I just realized what you meant be "define gay".

I think you're wondering if I would consider a man gay if he were to live his life celibate. The answer is yes.

If a person is attracted to members of their own sex I consider them gay whether they act on those feelings or not.

Martin Cothran said...


Thanks for the clarification. I don't know the exact criteria for beatification, but I imagine that, if he were a homosexual ("gay" in your terminology--having homosexual feelings) there is only two cases in which he would be disqualified.

The first is if he taught that homosexual behavior was morally acceptable. We know he didn't do this. The second would be if he were a homosexual and engaged in homosexuality and never repented for it and it were known. Which, were it the case, we don't.

In all other cases, it would be irrelevant. If he were a homosexual and engaged in homosexuality and repented of it, he is no different from any other sinner who repents of their sins. If he had homosexual desires and did not engage in homosexual activity, then he's no different from anyone else who resists temptation.

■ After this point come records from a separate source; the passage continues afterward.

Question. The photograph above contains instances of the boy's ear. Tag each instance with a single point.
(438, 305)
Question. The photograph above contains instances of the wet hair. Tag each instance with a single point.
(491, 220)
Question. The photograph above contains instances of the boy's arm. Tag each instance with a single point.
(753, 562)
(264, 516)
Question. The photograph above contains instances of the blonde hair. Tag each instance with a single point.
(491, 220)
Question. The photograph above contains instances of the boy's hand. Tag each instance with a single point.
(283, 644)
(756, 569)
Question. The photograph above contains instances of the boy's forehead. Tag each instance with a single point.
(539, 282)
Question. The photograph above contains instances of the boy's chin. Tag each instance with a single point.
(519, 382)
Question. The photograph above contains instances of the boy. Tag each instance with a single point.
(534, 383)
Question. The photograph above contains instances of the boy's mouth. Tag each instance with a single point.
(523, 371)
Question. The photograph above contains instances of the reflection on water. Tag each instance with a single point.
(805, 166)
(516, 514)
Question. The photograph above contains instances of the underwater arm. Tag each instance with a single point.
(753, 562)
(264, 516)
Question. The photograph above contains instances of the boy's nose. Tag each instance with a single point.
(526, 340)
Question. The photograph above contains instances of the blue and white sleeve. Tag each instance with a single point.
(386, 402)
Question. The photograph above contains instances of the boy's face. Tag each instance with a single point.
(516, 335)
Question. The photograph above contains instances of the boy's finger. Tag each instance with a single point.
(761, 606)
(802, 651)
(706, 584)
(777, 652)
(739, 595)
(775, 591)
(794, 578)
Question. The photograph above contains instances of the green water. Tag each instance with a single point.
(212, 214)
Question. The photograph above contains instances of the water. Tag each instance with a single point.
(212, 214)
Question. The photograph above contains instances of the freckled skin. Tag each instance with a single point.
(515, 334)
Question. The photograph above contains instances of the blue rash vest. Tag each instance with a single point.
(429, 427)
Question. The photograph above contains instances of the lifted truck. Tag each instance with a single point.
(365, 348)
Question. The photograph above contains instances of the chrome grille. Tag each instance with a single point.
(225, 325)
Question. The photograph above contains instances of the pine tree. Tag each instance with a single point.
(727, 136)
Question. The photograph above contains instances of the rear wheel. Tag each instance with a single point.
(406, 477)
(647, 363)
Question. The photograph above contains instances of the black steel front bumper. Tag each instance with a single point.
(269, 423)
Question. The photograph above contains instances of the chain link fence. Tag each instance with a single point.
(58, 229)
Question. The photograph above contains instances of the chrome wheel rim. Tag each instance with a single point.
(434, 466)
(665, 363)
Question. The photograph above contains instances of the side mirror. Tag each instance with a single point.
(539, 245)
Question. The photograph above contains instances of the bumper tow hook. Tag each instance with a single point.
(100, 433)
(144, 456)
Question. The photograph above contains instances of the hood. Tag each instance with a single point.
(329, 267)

But I don't think there is any compelling evidence that he was homosexual--or "gay," to use your words. The evidence seems to be that a) He had some effeminate mannerisms; b) he was buried beside his best friend; c) he had close relationships with other males; and c) a few of his biographers suspect it on the basis of a), b), and c).

Any one of the first three reasons are not anywhere close to being dispositive on the issue, and even all of them put together don't amount to much. That a celibate minister would have close relations with other males without anything about it is quite common. There are also plenty of heterosexual males who have effeminate mannerisms. And the fact that, being celibate, he was buried next to his best friend isn't remarkable.

I think the main problem here is that modern gays just can't seem to imagine how two males can be intimate without sex being involved. I think this is why so many of the gays I have met are gay: they had a messed up relationship with their fathers so that they simply don't know how to be intimate with another male without it being sexual.

I feel sorry for them.

Joe_Agnost said...

Martin wrote: "And the fact that, being celibate, he was buried next to his best friend isn't remarkable."

Not just "best friend"... they lived together for the final 32 years of Newmans life!

But it's all circumstantial - I agree.

Martin Cothran said...


I think we agree on the status of the evidence. Again, I don't think the fact that he lived with St. John for 32 years is remarkable either. I think we are so far removed from the kind of society of which Newman was a part (close, intimate society of males in a fairly cloistered environment the vast majority of which was entirely non-sexual) that we automatically map on to the facts our own cultural perceptions of what it must have been like.

Andrew said...

Maybe it took this long because he had to get out of purgatory. Also, do you know of any earlier miracles he performed?

On his being "gay" or inclined to it, perhaps he could be named the patron saint of converted homosexuals the way, say, Mary Magdelene is the "patron" saint of repentent adulterers.

The idea that his relationship with this other fellow "looked pretty darn gay to me," seems a bit presumptuous to me. Does that mean it fit the stereotype or that you saw them engaging in morbid sexual acts?